Let $x=(\xi_1,\xi_2,\ldots)\in \bar{c}$ and let $(x_n)$ be a sequence in $c$ such that $lim \ x_n = x$ and for each $n$ we write $x_n$ as $(\xi_1^n,\xi_2^n, \dots )$

Part 1)

By the definition of convergence and using the norm of $l^{\infty}$, we have that $\forall \epsilon >0 \ \exists N_0 \in \mathbb{N}$ such that $n \geq N_0 \implies \|x_n - x \| = sup_{j\leq 1} \ |\ \xi^n_j - \xi_j| < \epsilon/3$

Also for each fixed $j$ we have $| \xi^n_j - \xi_j| < \epsilon/3$.

Part 2)

Let $n=N_0$, $x_N \in c$ and in particular $x_N$ is a Cauchy sequence.
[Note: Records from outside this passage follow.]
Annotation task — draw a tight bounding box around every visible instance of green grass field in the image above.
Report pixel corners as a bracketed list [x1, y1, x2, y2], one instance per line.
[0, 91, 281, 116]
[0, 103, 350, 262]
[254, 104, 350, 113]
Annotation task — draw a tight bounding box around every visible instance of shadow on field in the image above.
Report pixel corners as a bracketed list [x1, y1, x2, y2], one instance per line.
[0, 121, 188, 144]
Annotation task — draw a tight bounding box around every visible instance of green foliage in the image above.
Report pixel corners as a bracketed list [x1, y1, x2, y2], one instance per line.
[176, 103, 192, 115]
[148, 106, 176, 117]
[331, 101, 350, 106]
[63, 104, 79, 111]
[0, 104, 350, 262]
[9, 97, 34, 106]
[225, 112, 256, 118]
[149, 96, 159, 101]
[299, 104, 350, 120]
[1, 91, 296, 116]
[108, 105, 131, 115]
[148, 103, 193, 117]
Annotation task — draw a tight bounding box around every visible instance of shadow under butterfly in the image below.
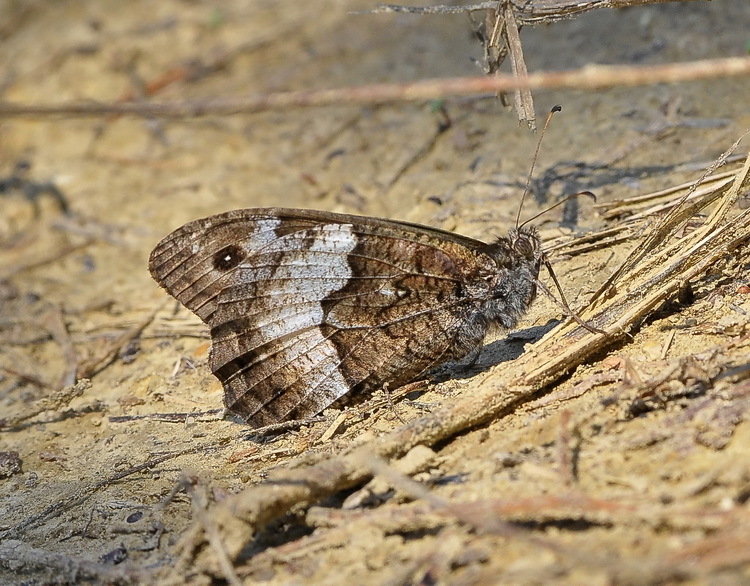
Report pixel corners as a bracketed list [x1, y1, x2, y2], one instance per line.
[149, 208, 546, 427]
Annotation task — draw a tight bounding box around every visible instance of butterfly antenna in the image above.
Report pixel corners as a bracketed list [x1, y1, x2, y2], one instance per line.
[516, 106, 562, 228]
[518, 191, 596, 228]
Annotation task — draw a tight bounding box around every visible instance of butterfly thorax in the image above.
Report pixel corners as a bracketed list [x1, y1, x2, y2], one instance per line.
[456, 226, 544, 354]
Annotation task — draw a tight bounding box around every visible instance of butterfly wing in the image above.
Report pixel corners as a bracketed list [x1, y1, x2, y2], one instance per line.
[150, 208, 492, 425]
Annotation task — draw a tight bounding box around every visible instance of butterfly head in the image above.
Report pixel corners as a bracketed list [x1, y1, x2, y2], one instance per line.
[482, 226, 544, 328]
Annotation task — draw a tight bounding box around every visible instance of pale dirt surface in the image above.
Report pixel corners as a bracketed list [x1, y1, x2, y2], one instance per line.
[0, 0, 750, 584]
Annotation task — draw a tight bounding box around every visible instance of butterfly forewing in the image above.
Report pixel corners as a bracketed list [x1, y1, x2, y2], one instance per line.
[150, 208, 494, 425]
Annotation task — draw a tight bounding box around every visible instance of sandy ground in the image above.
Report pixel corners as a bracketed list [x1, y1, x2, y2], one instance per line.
[0, 0, 750, 584]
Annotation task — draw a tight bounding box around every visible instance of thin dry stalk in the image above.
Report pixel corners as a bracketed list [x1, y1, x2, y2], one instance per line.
[192, 146, 750, 570]
[0, 57, 750, 119]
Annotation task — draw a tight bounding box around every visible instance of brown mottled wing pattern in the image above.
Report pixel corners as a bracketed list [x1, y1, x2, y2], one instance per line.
[149, 208, 492, 426]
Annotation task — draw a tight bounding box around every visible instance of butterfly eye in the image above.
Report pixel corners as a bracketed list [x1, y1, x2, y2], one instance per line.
[214, 244, 245, 271]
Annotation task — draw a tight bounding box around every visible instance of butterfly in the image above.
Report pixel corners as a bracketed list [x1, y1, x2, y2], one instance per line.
[149, 208, 546, 427]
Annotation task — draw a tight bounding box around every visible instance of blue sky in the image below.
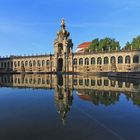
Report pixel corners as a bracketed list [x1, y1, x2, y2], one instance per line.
[0, 0, 140, 56]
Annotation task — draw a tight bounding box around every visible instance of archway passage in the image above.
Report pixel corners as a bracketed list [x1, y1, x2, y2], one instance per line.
[57, 58, 63, 71]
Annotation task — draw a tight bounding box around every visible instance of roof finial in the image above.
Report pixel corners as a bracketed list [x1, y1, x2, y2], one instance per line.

So $\forall \epsilon > 0 \ \exists N_1 \in \mathbb{N}$ such that $j,k\geq N_1 \implies |\xi^N_j - \xi^N_k| < \epsilon/3$

Part 3)

Given $\epsilon >0$, taking $j,k \geq max{\{N_1, N_0}\}$

$|\xi_j - \xi_k| \leq |\xi_j - \xi^N_j| + |\xi^N_j - \xi^N_k| + |\xi^N_k - \xi_k| < \epsilon/3 + \epsilon/3 + \epsilon/3 = \epsilon$

This proves $x$ is a Cauchy sequence.

Part 4)

$K =$ $\mathbb{R}$ or $\mathbb{C}$ is complete AND $x \in K^\infty$ AND $x$ is a Cauchy sequence, therefore x converges, i.e., $x \in c$.

Equivalently, this proves that $c$ is a complete vector subspace of $l^\infty$.